Rarely is academia largely regarded as a pursuit for information, exclusively dedicated to what its name suggests: academics — learning to be pursued for its own sake, not in order to achieve any sort of higher means. Yet, this idea is often seen as something that can only be achieved by the economically privileged and in higher education’s current method of operation, that is the truth. People cannot pursue learning for leisure and personal fulfillment when the thought of paying thousands of dollars is looming over their head. 

Due to the fact that classes have been online this year, people are contemplating the value of college, as learning is often done best in an in-person, interactive environment. Many people feel themselves academically slipping through the cracks and becoming burned out due to online learning. 

Seniors in high school who lost a year and and a half of in-person learning may not have been adequately educated to move on to college-level academics and institutions must be sympathetic and aware of this. 

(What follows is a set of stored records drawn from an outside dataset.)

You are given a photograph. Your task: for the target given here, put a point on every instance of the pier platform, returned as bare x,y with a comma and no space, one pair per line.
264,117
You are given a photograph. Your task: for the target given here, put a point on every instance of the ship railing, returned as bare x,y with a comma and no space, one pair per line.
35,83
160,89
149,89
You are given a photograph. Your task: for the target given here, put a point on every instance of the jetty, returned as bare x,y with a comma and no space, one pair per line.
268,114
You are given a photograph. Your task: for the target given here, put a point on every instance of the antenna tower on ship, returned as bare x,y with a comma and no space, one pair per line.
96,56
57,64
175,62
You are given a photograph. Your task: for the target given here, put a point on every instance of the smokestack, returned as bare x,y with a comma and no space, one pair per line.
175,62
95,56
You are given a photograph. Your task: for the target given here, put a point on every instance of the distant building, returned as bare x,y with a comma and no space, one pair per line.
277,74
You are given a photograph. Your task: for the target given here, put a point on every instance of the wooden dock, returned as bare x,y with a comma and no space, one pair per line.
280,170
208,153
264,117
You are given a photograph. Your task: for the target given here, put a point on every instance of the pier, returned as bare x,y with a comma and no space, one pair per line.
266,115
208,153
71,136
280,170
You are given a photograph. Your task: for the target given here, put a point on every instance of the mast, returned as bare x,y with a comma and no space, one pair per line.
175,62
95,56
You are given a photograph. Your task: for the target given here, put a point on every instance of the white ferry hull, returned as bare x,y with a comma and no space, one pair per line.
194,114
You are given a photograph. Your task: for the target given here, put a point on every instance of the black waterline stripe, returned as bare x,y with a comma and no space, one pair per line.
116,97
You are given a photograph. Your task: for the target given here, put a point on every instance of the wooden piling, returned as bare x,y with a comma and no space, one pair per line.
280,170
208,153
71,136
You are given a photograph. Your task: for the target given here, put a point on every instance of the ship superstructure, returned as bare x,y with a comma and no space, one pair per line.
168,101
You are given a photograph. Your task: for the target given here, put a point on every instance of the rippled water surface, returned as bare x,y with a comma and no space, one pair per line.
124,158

Academia must reform itself  in order to maintain the integrity of deeper learning. Nationally, the United States should follow in the suit of other nations like Norway and Finland, and make public college education free, funded through a Wall Street tax. This would help ensure that knowledge is extended to people of all socioeconomic means and that it exists to simply help people grow intellectually and prepare people for the skills needed to perform life’s essential occupations.

Institutions, including Marquette, must do their part to maintain the welfare of the student body, whether this is through giving students financial breaks, increasing scholarships or dimming the cutthroat environment that characterizes a higher education so interwoven with a capitalist system. 

Higher education must uphold the idea that research, education and the pursuit of knowledge are important, beautiful things, and an essential component to life which should be achievable by all people. If higher education does not transition its goal, it will be yet another virtue unjustly sacrificed on the altar of a market-driven society.